“Sivil itaatsizlik” eyleminde sivil kıyafeti en çok destekleyenlerdenim… Öğretmenlerin serbest kıyafetle öğrencilerin karşısına çıkması gerektiğini en yüksek sesle dillendirenlerdenim…

Yazdıklarımın tamamını geri alıyorum…

Yanıldım!

Toplum olarak “Serbestlik” sözcüğünü yanlış anlamışız!

Serbestlik deyince sanırım “her şeyi kafama göre yaşarım” anlamında anlamışız… Mesleki kimliğimizi unutup hayal âlemine dalmışız!

“serbest kıyafet” herkesin hayal ettiği gibi giyinme şeklinde algılanmış!

Karşıdaki insan bana ne der, dışarda nasıl algılanırım, öğrencilerin bakışı ne olur gibi sorgulamaların esamesi bile yok!

Yokuş aşağı yuvarlanan bir giyim tarzıyla öğrencilere örnek oluyoruz! Helal olsun bize ve nizami başarımızdan dolayı kendimizi ayakta alkışlıyorum!

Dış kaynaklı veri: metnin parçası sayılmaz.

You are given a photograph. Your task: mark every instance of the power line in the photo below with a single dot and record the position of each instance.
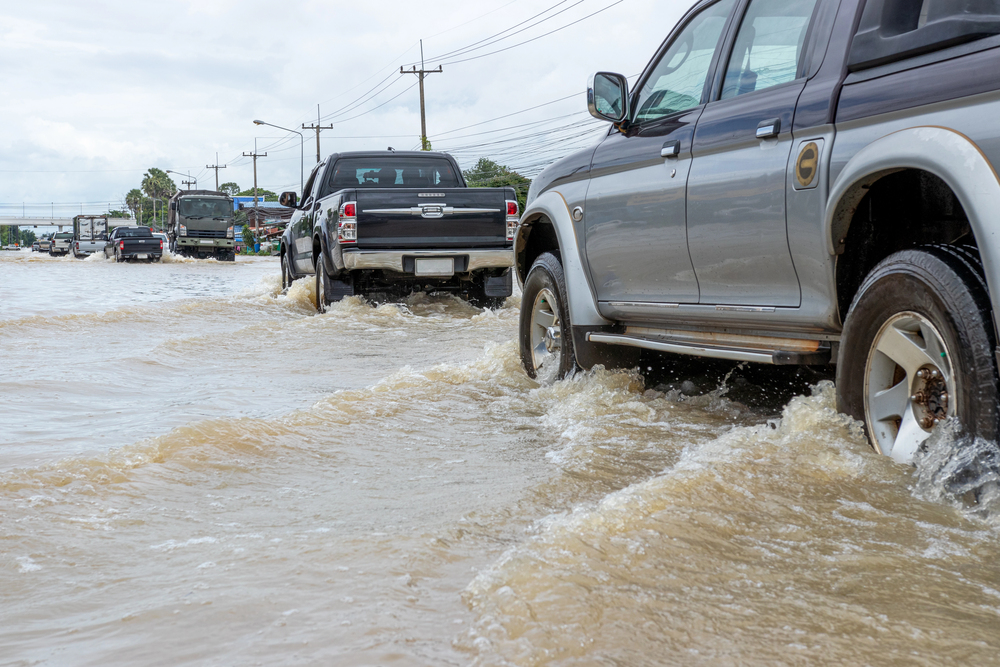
(533, 39)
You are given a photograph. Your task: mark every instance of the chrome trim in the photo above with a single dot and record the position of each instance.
(675, 348)
(642, 304)
(430, 210)
(392, 260)
(746, 309)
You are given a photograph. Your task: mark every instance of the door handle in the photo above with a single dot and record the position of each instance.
(769, 129)
(671, 149)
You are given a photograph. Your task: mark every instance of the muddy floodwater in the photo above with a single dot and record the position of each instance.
(197, 469)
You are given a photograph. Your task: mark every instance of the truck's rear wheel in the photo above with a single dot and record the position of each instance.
(286, 274)
(321, 284)
(917, 349)
(545, 335)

Bazı muhteşem insanlar çıkıp “Ey yazar sen ne kadar da gerilerde kalmışsın, taka taka kıyafete mi takıldın” diyebilir…

Evet, onlara hak veririm de… Ya Hamza kardeşim sen de ne âlemsin takıldığın şeylere bak, ne olacak altı üstü bir kıyafet ne olmuş ki deyip içimi de ferah tutabilirim aslında…

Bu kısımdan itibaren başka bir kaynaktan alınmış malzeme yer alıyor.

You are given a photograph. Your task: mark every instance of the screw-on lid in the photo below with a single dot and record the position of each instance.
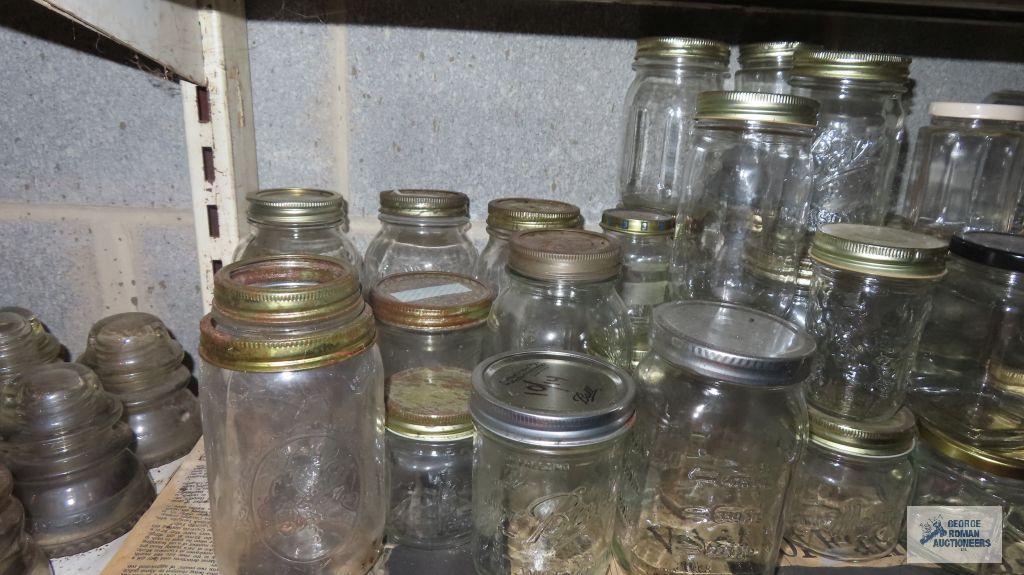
(732, 343)
(552, 398)
(564, 255)
(880, 251)
(757, 106)
(431, 301)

Ama öyle değil efendiler öyle görüldüğü gibi değil ve sandığınız gibi hiç değil!

Öyle basite alınacak bir konu değil bu yazdıklarım…

MEB bakanı Yusuf Tekin Bey, okulların düzene girmesini istiyorsa kılık kıyafet nizamını derhal aktive etmesi lazım…

Tepeden aşağıya doğru yuvarlanan bir öğretmen ve öğrenci kitlesi var… Kültürel yıkım yaşanıyor, herkes bunu görüyor ama bana ne diyenlerin yüzünden durdurulamıyor!

Dün başörtüsü için meydanlara çıkıp” sivil itaatsizlik” eylemini başlatan sendikalar yaşanan bu hezeyana sessiz kalmaları işin ayrı bir boyutu…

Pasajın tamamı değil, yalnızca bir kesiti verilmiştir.